Asian Markets Tumble Amid Mideast Tensions

Asian markets are feeling the heat from geopolitical instability, with Tokyo’s Nikkei 225 falling 1.2% on Friday and extending its losing streak. The sell-off is driven by the ongoing Middle East conflict pushing oil prices above $100, fears of supply disruptions, and inflation concerns. Honda shares slid over 6% after projecting its first annual loss in nearly 70 years.

The Nikkei 225's tumble reflects broader anxieties, with the Middle East conflict driving crude oil prices higher and stoking inflation fears. Iran's threat to keep the Strait of Hormuz shut is a major factor, given that a significant percentage of crude oil and LNG bound for Asian markets passes through it. Japan, which relies on the Middle East for about 90% of its crude oil imports, is particularly vulnerable. The conflict has already disrupted critical energy routes, shaken commodity markets, and raised questions about financial stability.
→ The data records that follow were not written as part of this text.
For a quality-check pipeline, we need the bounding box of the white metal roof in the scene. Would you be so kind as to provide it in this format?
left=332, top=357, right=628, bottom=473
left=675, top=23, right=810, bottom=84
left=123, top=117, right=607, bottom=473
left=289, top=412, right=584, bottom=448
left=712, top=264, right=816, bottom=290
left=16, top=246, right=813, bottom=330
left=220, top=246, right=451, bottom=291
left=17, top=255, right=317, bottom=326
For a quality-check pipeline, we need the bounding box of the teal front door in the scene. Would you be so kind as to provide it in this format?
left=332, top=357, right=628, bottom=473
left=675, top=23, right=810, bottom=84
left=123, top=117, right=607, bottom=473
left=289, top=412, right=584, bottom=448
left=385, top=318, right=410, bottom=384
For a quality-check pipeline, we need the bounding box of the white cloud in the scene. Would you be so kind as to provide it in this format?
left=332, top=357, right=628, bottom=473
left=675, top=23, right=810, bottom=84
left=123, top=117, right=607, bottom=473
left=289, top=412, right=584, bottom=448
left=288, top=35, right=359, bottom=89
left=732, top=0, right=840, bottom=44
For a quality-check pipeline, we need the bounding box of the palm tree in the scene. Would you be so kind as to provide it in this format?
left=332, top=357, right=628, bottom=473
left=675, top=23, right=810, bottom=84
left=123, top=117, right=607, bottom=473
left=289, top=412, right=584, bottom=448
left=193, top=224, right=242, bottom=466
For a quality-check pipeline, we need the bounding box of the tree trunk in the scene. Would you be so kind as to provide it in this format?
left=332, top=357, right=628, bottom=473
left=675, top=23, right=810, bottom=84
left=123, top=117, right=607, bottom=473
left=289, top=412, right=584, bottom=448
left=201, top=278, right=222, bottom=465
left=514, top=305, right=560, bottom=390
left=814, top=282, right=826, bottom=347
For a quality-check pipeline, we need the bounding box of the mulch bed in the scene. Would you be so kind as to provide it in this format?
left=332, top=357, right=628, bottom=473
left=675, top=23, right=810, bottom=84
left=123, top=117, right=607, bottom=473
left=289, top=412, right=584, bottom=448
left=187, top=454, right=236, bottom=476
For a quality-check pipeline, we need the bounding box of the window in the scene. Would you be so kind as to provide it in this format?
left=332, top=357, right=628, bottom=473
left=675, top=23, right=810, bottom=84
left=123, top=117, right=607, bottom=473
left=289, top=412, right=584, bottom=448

Some analysts are warning that a protracted Middle East conflict may push the Japanese economy toward recession. Japan has announced it would release about 80 million barrels of oil from its strategic reserves to mitigate the impact of global disruptions. Honda's projected annual loss, contributing to the Nikkei's decline, is due to $15.7 billion in restructuring costs at its electric-vehicle business. The company expects an annual loss of up to 630 billion yen, a stark contrast to prior expectations of a 360 billion yen profit. This revision is linked to a slowdown in the global EV market and heightened competition from local EV firms in China.